In the most recent fiscal year, the government welcomed almost 12,000 immigrants through its nominee program, exceeding the department’s limit by more than 4,000, he said. The numbers aren’t huge, but the increase won’t help ease the province’s shortages in housing and doctors, and the increased strain on its infrastructure, including roads, schools and cellphone networks, Churchill said.

“(The Immigration Department) has done the hard work on this,” he said. “They know where the labour gaps are, and they know what growth is sustainable.”

In response, Houston said his commitment to double the population was a “stretch goal.” And he said the province had long struggled with a declining population before that trend was recently reversed.

“The only immigration that can come into this province at this time is if they are a skilled trade worker or a health-care worker,” Houston said. “The population has grown by two per cent a year, actually quite similar growth to what we experienced under the Liberal government before us.”

Still, Houston said he’s heard Nova Scotians’ concerns about population growth, and he then pivoted to criticize Prime Minister Justin Trudeau for trying to send 6,000 asylum seekers to Nova Scotia, an assertion the federal government has denied.

Churchill said Houston’s claim about asylum seekers was shameful.

“It’s smoke and mirrors,” the Liberal leader said. “He is overshooting his own department’s numbers for sustainable population growth and yet he is trying to blame this on asylum seekers … who aren’t even here.”

In September, federal Immigration Minister Marc Miller said there is no plan to send any asylum seekers to the province without compensation or the consent of the premier. He said the 6,000 number was an “aspirational” figure based on models that reflect each province’s population.

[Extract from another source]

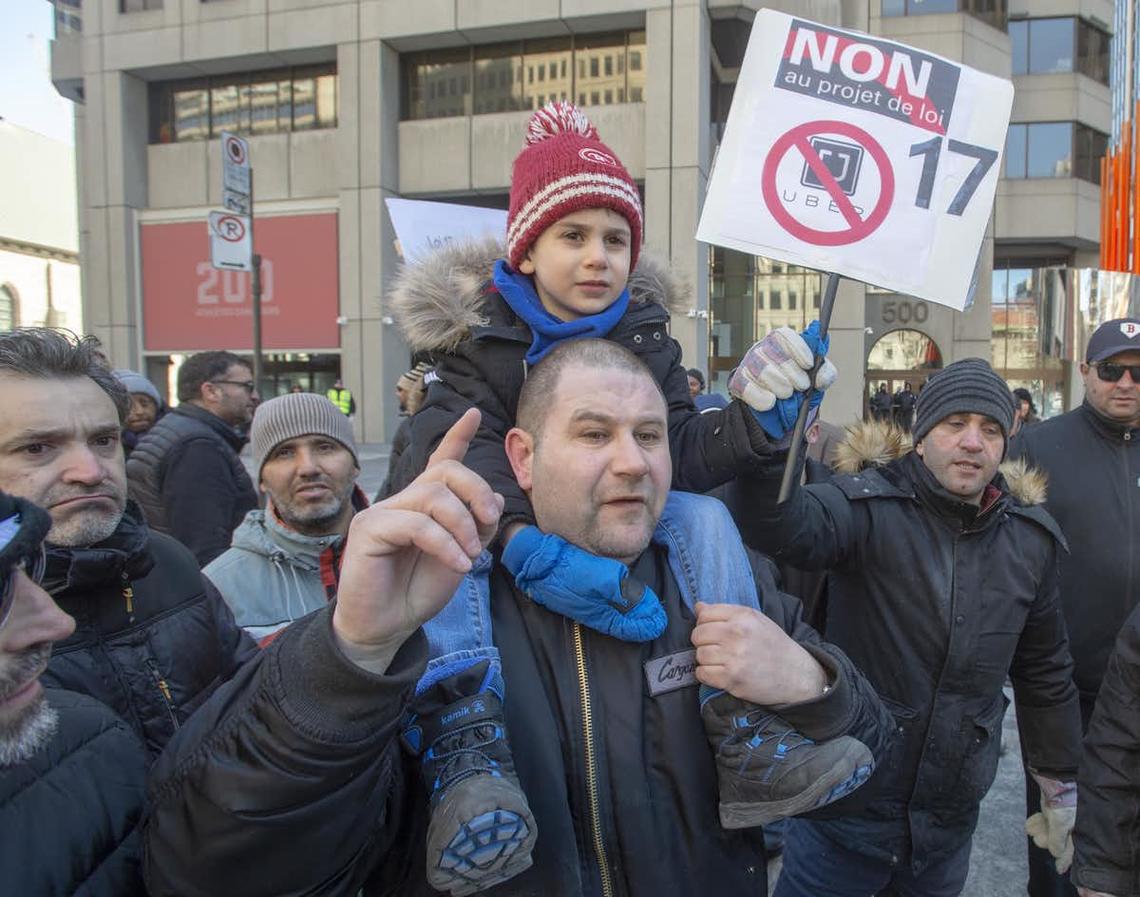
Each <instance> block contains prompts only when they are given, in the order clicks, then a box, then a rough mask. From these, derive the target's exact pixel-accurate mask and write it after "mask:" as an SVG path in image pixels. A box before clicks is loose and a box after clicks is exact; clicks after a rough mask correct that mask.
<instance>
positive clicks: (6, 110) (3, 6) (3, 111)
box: [0, 0, 74, 144]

In Halifax, NDP Leader Claudia Chender said it’s clear Nova Scotia needs more doctors, nurses and skilled trades people.

“Immigration has been and always will be a part of the Nova Scotia story, but we need to build as we grow,” Chender said. “This is why we have been pushing the Houston government to build more affordable housing.”

Chender was in a Halifax cafe on Thursday when she promised her party would remove the province’s portion of the harmonized sales tax from all grocery, cellphone and internet bills if elected to govern on Nov. 26. The tax would also be removed from the sale and installation of heat pumps.

“Our focus is on helping people to afford their lives,” Chender told reporters. “We know there are certain things that you can’t live without: food, internet and a phone …. So we know this will have the single biggest impact.”

The party estimates the measure would save the average Nova Scotia family about $1,300 a year.

“That’s a lot more than a one or two per cent HST cut,” Chender said, referring to the Progressive Conservative pledge to reduce the tax by one percentage point and the Liberal promise to trim it by two percentage points.

Elsewhere on the campaign trail, Houston announced that a Progressive Conservative government would make parking free at all Nova Scotia hospitals and health-care centres. The promise was also made by the Liberals in their election platform released Monday.

“Free parking may not seem like a big deal to some, but … the parking, especially for people working at the facilities, can add up to hundreds of dollars,” the premier told a news conference at his campaign headquarters in Halifax.